Sir Edward and Mr. Woodbourne were engaged in looking over the accounts of the church in the study, and Fido was trying to settle his disputes with Meg Merrilies, who, with arching back, tail erect, and eyes like flaming green glass, waged a continual war with him over her basket in the hall.
Anne was very glad to hear her cousin's footstep in the hall as she returned. Coming straight to the drawing-room, Elizabeth exclaimed, 'Mamma, did you tell Mrs. Clarke that she might have a frock for Susan?'
'Yes, my dear,' said Mrs. Woodbourne; 'she asked me yesterday when you were not near, and I told her you would give her one. I thought the child looked very ragged.'
'I suppose she must have it,' said Elizabeth, looking much vexed; 'I told her she should not, a month ago, unless she sent the children to school regularly, and they have scarcely been there five days in the last fortnight.'
'I wish I had known it, my dear,' said Mrs. Woodbourne; 'you know I am always very sorry to interfere with any of your plans.'
'O Mamma, there is no great harm done,' said Elizabeth. She then went to fetch the frock, and gave it to the woman with a more gentle and sensible rebuke than could have been expected from the vehemence of her manner towards Mrs. Woodbourne a minute before. When this was done, and she had taken off her bonnet, she came to beckon Anne up-stairs.

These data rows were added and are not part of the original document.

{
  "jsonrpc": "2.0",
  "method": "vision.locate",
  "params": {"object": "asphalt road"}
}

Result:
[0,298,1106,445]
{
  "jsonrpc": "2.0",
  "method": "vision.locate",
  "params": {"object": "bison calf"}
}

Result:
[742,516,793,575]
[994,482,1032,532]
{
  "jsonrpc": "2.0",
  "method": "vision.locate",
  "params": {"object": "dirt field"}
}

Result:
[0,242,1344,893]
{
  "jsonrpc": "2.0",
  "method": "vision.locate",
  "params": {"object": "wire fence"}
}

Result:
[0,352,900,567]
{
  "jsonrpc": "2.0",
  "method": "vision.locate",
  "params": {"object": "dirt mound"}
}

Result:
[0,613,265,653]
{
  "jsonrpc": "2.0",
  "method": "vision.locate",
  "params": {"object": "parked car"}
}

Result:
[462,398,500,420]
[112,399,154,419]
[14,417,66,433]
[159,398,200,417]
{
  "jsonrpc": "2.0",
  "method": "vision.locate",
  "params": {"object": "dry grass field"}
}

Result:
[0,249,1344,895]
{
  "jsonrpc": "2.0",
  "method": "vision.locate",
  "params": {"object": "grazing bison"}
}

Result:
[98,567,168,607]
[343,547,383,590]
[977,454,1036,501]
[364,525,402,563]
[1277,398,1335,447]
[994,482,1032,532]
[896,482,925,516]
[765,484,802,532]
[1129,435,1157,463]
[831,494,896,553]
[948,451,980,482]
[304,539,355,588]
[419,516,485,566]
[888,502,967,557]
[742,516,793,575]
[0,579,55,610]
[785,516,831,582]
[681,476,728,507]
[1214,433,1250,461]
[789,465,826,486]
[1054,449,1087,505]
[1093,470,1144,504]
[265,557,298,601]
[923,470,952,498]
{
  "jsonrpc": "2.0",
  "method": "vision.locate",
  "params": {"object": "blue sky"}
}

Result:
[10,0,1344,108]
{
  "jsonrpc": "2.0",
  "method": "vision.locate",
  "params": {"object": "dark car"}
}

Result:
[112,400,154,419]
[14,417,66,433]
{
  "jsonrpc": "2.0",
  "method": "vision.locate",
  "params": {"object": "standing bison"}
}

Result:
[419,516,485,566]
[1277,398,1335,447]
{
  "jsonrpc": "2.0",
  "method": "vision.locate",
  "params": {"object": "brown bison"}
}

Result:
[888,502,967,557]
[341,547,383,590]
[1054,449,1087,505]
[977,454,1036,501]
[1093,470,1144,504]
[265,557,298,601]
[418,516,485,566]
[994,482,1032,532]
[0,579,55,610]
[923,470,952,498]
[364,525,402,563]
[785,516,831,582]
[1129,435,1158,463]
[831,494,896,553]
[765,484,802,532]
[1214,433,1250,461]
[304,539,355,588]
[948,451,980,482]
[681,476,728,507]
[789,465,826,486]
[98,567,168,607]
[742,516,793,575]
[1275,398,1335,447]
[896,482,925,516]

'So you have finished your labours,' said Anne, taking up her work, while Elizabeth sat down to rule a copy-book for Winifred.

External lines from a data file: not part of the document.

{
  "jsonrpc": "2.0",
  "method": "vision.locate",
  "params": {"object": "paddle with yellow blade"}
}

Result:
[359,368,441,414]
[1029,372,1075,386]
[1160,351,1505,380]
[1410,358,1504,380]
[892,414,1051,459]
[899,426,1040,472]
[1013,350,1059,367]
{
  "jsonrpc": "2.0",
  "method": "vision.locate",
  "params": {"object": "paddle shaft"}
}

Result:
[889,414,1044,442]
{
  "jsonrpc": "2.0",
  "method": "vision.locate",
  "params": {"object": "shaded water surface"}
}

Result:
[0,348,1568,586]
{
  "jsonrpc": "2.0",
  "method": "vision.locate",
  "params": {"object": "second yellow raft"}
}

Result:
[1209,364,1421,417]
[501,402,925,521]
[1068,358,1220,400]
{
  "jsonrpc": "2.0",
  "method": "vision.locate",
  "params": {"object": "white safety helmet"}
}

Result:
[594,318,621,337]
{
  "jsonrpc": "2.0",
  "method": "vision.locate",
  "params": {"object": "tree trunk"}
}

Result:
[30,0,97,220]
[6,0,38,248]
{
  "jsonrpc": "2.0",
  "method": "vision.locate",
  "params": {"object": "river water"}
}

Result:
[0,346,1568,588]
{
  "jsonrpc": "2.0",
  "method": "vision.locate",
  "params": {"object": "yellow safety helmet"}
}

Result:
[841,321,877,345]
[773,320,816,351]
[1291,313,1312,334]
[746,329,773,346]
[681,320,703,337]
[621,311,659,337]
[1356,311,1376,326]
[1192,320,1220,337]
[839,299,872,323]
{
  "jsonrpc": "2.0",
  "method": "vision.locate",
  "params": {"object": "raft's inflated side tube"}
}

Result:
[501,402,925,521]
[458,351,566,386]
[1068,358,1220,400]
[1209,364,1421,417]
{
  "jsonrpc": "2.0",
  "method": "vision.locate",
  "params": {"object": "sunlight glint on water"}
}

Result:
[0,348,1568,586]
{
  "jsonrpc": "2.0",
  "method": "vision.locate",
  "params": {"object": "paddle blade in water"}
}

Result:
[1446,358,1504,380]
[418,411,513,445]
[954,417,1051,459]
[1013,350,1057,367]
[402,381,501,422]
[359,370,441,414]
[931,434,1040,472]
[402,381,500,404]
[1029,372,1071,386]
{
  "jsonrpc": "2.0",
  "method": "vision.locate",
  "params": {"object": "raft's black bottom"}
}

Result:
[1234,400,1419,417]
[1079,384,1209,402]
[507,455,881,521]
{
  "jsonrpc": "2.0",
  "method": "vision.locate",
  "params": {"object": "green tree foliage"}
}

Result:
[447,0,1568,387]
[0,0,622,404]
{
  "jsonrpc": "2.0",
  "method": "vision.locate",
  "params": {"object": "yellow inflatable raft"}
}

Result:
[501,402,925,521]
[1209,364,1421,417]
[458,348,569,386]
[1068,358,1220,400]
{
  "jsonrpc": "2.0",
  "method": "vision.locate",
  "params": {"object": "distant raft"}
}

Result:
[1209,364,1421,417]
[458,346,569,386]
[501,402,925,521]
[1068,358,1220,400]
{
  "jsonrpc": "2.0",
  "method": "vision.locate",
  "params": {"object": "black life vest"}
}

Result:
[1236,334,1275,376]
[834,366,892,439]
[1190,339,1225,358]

'Yes,' said Elizabeth, '"we are free to sport and play;" I have read to the old woman, and crammed the children, and given old Mrs. Clayton a catalogue raisonnee of all the company and all their dresses, and a bill of fare of our luncheon and dinner, and where everything came from.'
'And yet you profess to hold gossip in abomination,' said Anne.
'Oh! but this is old gossip, regular legitimate amusement for the poor old lady,' said Elizabeth. 'She really is a lady, but very badly off, and most of the Abbeychurch gentility are too fine to visit her, so that a little quiet chat with her is by no means of the common-place kind. Besides, she knows and loves us all like her own children. It was one of the first pleasures I can remember, to gather roses for her, and carry them to her from her own old garden here.'
'Well, in consideration of all that you say,' said Anne, 'I suppose I must forgive her for keeping you away all this afternoon.'
'And what did you do all that time?' said Elizabeth. 'Have you read Hereward, and do not you delight in him?'
'Yes,' said Anne, 'and I want to know whether he is not the father of Cedric of Rotherwood.'
'He must have been his grandfather,' said Elizabeth; 'Cedric lived a hundred years after.'
'But Cedric remembered Torquilstone before the Normans came,' said Anne.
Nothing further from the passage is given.